A partir da Covilhã, Miguel Gigante pretende continuar a afirmar um produto que identifica um território e que em 2013 lhe valeu a assinatura de peças no âmbito do projeto Aldeias Históricas de Portugal. “Uma coleção de roupa inspirada na arquitetura, lendas e tradições dos tempos medievais e composta por casacos, saia, camisolas e acessórios diversos”. Detentor de uma carteira de clientes espalhados pela Europa, Miguel Gigante apresenta regularmente as suas peças em eventos ou em lojas que vivem do mercado turístico.

Ana Gonçalo é designer têxtil há vinte anos mas só há quatro anos, a partir do CINCO atelier, iniciou a experiência no burel. “A minha primeira peça foi uma clutch. Foi o modelo que mais me motivou. Como nunca tinha trabalhado com esse tecido, foi um desafio enorme”, partilhou com o JF a designer que há uns anos esteve em foco por ter concebido a nova linguagem e imagem de marca da Covilhã. “A Tecer o Futuro”, Ana Gonçalo coloca em cada peça que faz um pouco de si. Motiva-se sobremaneira de cada vez que dá corpo a uma nova “carteira de ombro que, além do trabalho de modelação e costura, tem bordados em fio de lã e crochet no mesmo fio”. “Eu gosto de misturar técnicas, tornando a peça mais rica e apelativa. 

O burel é um tecido que tem bastante corpo, tornando o processo de modelação das peças bastante motivante. Como é um material denso que foi "batanado", conferindo propriedades de feltro, ele não desfia nas extremidades, quando cortado”. E isso permite-lhe "pensar" nas peças com maior ambição. Mas desengane-se quem pensa que construir uma peça de burel é fácil! 

“É um tecido muito espesso, difícil de costurar peças complexas...antes de pensar na peça que quero realizar tenho de pensar muito bem e testar algumas costuras e moldes”, revela-nos. Considerando que a lã de ovelha é incomparavelmente mais valiosa que um qualquer outra matéria-prima sintética, Ana Gonçalo congratula-se por observar como o burel, de tão valorizado e cheio de possibilidades, devolveu emprego a muitas pessoas que assistiram à crise dos lanifícios.
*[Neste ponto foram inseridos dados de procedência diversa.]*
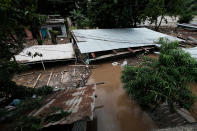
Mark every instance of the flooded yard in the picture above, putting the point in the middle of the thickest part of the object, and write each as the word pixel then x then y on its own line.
pixel 118 112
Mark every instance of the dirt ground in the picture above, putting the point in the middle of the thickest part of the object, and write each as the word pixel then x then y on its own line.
pixel 57 77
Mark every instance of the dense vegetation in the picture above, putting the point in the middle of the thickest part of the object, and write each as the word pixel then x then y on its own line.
pixel 165 79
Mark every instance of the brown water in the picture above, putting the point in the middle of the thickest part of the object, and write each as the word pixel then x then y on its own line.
pixel 119 112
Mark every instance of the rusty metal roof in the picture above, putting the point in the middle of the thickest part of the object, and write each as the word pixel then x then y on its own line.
pixel 78 101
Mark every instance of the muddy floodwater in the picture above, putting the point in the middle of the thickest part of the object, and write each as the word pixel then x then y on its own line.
pixel 118 112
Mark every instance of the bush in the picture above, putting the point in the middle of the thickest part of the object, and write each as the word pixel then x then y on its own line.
pixel 162 80
pixel 185 18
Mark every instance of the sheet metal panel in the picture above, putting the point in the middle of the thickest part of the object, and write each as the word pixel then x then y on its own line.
pixel 95 40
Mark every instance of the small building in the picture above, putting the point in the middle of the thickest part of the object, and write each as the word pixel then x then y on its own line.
pixel 99 44
pixel 54 22
pixel 46 53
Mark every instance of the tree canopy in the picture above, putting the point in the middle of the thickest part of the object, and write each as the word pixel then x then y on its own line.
pixel 165 79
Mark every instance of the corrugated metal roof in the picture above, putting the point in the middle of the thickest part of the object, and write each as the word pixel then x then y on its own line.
pixel 78 101
pixel 191 26
pixel 95 40
pixel 49 53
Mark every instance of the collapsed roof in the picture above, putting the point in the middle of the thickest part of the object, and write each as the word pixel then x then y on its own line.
pixel 96 40
pixel 60 52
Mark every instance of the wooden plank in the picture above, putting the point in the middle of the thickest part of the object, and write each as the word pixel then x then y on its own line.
pixel 131 50
pixel 93 55
pixel 49 78
pixel 115 51
pixel 37 80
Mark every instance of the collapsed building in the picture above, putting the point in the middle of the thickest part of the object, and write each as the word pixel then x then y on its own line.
pixel 97 44
pixel 73 95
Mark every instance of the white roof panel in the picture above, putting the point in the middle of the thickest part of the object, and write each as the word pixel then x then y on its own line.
pixel 95 40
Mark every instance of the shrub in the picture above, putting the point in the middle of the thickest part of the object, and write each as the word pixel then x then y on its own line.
pixel 166 79
pixel 185 18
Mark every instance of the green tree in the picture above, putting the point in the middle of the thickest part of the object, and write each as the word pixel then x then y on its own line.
pixel 115 14
pixel 160 8
pixel 165 79
pixel 14 15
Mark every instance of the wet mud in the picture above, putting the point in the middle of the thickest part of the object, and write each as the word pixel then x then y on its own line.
pixel 118 112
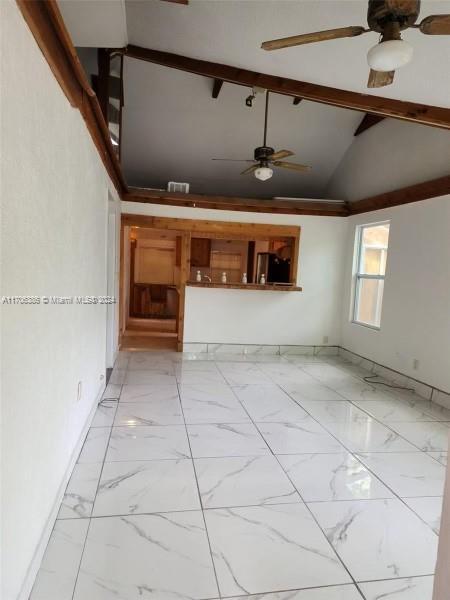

Da Covilhã para o Fundão encontramos o “Adelma Atelier”. Desenvolvido por Lina Ferreira, o projeto de aproveitamento e transformação do burel teve início há quatro anos e as primeiras criações foram das a conhecer ao público na 5ª edição do "Pechakucha", exatamente no Fundão.


Ao JF a criativa fala do empenho e dedicação que coloca em cada peça que produz. Apreciadora de tudo o que seja português, genuíno e icónico,  Lina Ferreira diz que “não poderia deixar de usar o burel” nas suas coleções. Apesar do ainda curto percurso, Lina Ferreira orgulha-se do prémio “melhor peça de artesanato”, conquistado na edição de 2014 do Festival chocalhos. “Um prémio e reconhecimento do júri que avalio um casaco comprido confecionado em burel, lã bordaleira e tecido de cortiça”.  



Além do vestuário, o burel está presente nos acessórios de moda e algumas peças decorativas como mantas, tapetes e almofadas, assinados por Lina Ferreira. No entanto e na área da decoração o burel permite desenvolver “ambientes rústicos e acolhedores”, considerou.
O “Adelma Atelier” no Centro Comercial Cidade Nova, no Fundão, dispõe de algumas peças no Hotel H2O em Unhais da Serra.

Texto originalmente publicado na edição de 6 de dezembro de 2018 do Jornal do Fundão.